Leif K-Brooks nennt auch "eine ständige Flut von Angriffen auf Kommunikationsdienste" als Grund für die Schließung des Dienstes. Auch Omegle sei davon betroffen gewesen. Der Stress sei für ihn zu viel: "Der Betrieb von Omegle ist [für mich] nicht mehr tragbar, weder finanziell noch psychologisch. Ehrlich gesagt, möchte ich in meinen Dreißigern keinen Herzinfarkt erleiden."

Omegle war ein Sprachrohr. Was letztendlich dadurch kommuniziert wurde, lag bei den Nutzer:innen. Trotzdem musste sich das Unternehmen immer und immer wieder anhören, nicht genug für den Schutz der Nutzer:innen zu leisten. Der Gründer vergleicht Omegle mit einem Telefon: "Das Telefon kann benutzt werden, um der Großmutter zum Geburtstag zu gratulieren, aber auch, um eine Bombendrohung zu übermitteln."

Nichtsdestotrotz kann man sagen, dass uneingeschränkter Kontakt zu Fremden im Internet ein Risiko ist.
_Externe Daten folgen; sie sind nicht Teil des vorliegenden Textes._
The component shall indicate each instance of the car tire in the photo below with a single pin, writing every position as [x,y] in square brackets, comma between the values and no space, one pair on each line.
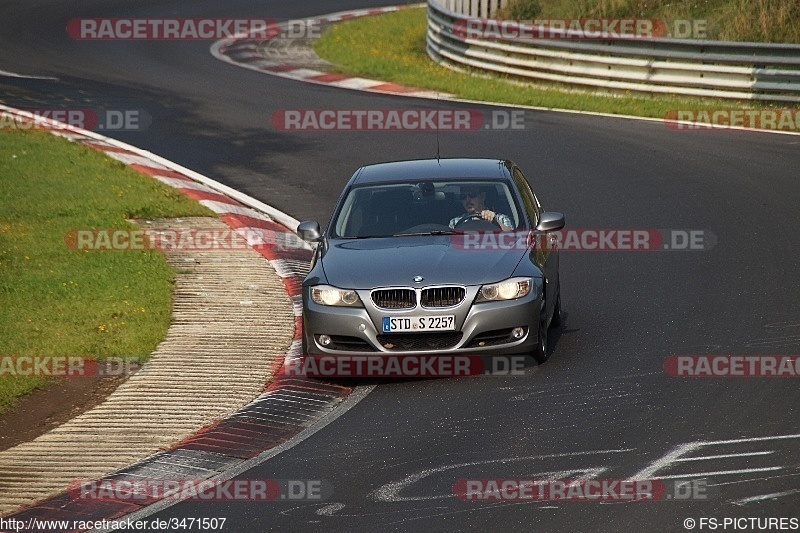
[556,320]
[541,353]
Besonders für Kinder und Jugendliche ist es ein Risiko, welches es in einer idealen Welt nicht geben sollte – leider ist unsere das nicht.

Mit Omegle geht ein Zeitzeuge des Internets Blütezeit dahin. Ich erinnere mich gerne an die schönen Gespräche, die ich auf der Website hatte, aber auch an die komischen, eigenartigen Menschen, die ich dort treffen durfte. Durch Omegle habe ich gelernt, dass ich aktiv am Internet teilnehmen kann, und dass ich mir auch im Internet nichts gefallen lassen muss!